Jefferson, the Secretary of State, was on holiday. Washington sent him an urgent missive and the excerpt from this letter is, it seems to me, appropriate for us today. Washington wrote:
How unfortunate, and how much it is to be regretted then, that whilst we are encompassed on all sides with avowed enemies and insidious friends, that internal dissensions should be harrowing and tearing our vitals. The last, to me, is the most serious, the most alarming, and the most afflicting of the two. And without more charity for the opinions and acts of one another in governmental matters; or some infallible criterion by which the truth of speculative opinions, before they have undergone the test of experience, are to be forejudged than has yet fallen to the lot of fallibility, I believe it will be difficult, if not impracticable, to manage the reins of government or to keep the parts of it together. For, if instead of laying our shoulders to the machine after measures are decided on, one pulls this way and another that, before the utility of the thing is fairly tried, it must inevitably, be torn asunder. And ,in my opinion, the fairest prospect of happiness and prosperity that ever was presented to man will be lost, perhaps forever!

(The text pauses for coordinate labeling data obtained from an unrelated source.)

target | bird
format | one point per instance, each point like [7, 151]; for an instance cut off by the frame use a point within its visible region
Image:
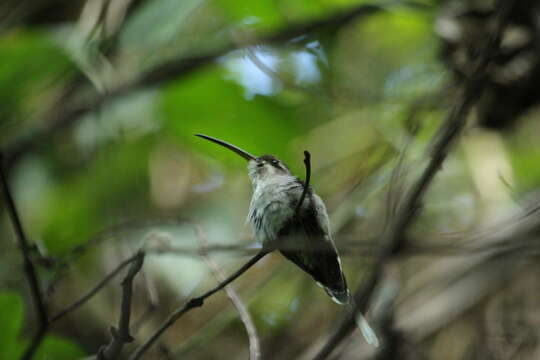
[288, 217]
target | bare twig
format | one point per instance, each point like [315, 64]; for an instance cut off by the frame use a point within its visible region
[193, 303]
[395, 239]
[121, 336]
[307, 163]
[180, 67]
[254, 344]
[94, 290]
[29, 269]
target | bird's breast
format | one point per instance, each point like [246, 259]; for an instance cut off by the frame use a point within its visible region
[272, 206]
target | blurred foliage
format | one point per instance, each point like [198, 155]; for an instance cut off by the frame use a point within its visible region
[361, 95]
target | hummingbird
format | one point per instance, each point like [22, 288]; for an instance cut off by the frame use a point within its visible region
[293, 220]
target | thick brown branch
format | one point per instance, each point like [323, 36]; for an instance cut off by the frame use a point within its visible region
[395, 239]
[193, 303]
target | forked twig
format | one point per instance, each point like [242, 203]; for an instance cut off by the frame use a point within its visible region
[29, 269]
[254, 343]
[195, 302]
[121, 336]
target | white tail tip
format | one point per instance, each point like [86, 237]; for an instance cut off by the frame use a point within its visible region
[366, 330]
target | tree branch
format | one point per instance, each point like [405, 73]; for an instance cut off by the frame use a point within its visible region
[29, 270]
[395, 240]
[121, 336]
[64, 116]
[193, 303]
[75, 305]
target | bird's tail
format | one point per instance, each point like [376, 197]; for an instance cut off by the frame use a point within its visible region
[367, 331]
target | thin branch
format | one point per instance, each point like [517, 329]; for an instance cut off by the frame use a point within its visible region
[176, 68]
[307, 163]
[395, 240]
[29, 269]
[193, 303]
[254, 344]
[94, 290]
[121, 336]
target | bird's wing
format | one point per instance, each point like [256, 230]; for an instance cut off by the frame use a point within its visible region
[306, 241]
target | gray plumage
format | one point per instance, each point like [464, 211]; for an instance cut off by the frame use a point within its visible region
[304, 237]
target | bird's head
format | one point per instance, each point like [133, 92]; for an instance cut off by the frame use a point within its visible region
[260, 168]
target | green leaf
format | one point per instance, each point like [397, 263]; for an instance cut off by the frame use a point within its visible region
[57, 348]
[207, 103]
[261, 14]
[82, 206]
[31, 61]
[11, 318]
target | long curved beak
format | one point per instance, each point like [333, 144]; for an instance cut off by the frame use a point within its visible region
[231, 147]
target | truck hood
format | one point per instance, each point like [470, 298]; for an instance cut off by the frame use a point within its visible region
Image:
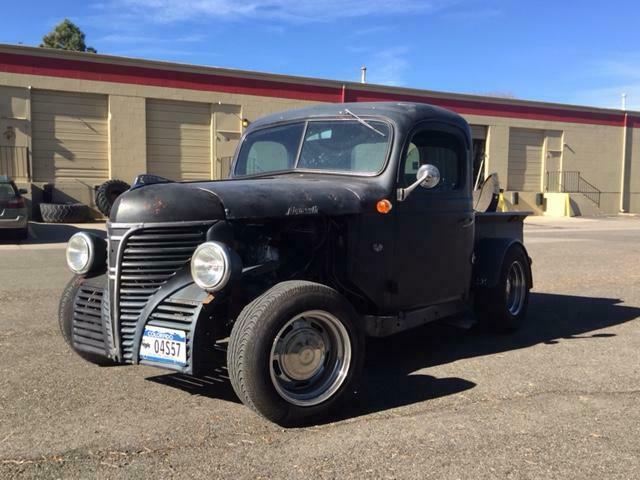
[256, 198]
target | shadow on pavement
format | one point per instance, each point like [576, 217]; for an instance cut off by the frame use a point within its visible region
[47, 233]
[389, 378]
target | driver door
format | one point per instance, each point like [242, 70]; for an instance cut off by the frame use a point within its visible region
[434, 227]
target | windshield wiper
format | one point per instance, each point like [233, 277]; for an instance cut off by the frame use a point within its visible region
[364, 122]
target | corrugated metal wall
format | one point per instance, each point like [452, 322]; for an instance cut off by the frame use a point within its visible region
[70, 136]
[525, 159]
[179, 139]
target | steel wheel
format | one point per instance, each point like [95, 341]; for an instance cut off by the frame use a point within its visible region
[516, 288]
[310, 358]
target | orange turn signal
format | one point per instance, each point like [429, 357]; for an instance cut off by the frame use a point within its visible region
[384, 206]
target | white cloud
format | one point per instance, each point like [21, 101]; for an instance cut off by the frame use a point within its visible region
[388, 66]
[616, 75]
[298, 11]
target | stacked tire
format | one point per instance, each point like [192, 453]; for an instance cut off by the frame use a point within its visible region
[64, 212]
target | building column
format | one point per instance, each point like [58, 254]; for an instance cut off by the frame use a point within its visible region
[127, 137]
[497, 153]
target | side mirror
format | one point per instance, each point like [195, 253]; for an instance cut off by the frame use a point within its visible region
[428, 176]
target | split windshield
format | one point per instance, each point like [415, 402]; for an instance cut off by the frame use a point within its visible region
[328, 145]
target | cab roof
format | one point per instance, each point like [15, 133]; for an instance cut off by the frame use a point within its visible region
[402, 114]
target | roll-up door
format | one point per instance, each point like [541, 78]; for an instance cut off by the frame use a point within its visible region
[69, 136]
[179, 139]
[525, 159]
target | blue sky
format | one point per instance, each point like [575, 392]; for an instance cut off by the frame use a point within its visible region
[583, 52]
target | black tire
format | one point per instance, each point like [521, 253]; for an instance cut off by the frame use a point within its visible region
[64, 212]
[22, 234]
[249, 359]
[107, 194]
[65, 316]
[497, 309]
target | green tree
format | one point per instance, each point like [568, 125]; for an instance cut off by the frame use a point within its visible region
[66, 36]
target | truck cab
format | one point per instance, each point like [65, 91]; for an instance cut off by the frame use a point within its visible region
[337, 222]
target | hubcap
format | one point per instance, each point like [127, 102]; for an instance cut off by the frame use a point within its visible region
[516, 288]
[310, 358]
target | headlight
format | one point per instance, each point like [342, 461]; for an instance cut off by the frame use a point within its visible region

My earnest wish and my fondest hope therefore is that, instead of wounding suspicions and irritable charges, there may be liberal allowances, mutual forbearances, and temporizing yieldings on all sides. Under the exercise of these, matters will go on smoothly and, if possible, more prosperously. Without them, everything must rub; the wheels of government will clog, our enemies will triumph, and, by throwing their weight into the disaffected scale, may accomplish the ruin of the goodly fabric we have been erecting.
Then he wrote that differences of political opinion are as unavoidable as, to a certain point, they may, perhaps, be necessary. Yet subjects should be discussed with good temper and without impugning motives. Regret borders on chagrin when we find that men of abilities, zealous patriots, have the same general objects in view and the same upright intentions could not exercise charity towards one another. When matters get to such lengths, the natural inference is that both sides have strained the cords beyond their bearing, and that a middle course would be found the best, until experience shall have decided on the right way.
. . .I cannot prevail on myself to believe that these measures are as yet the deliberate acts of a determined party.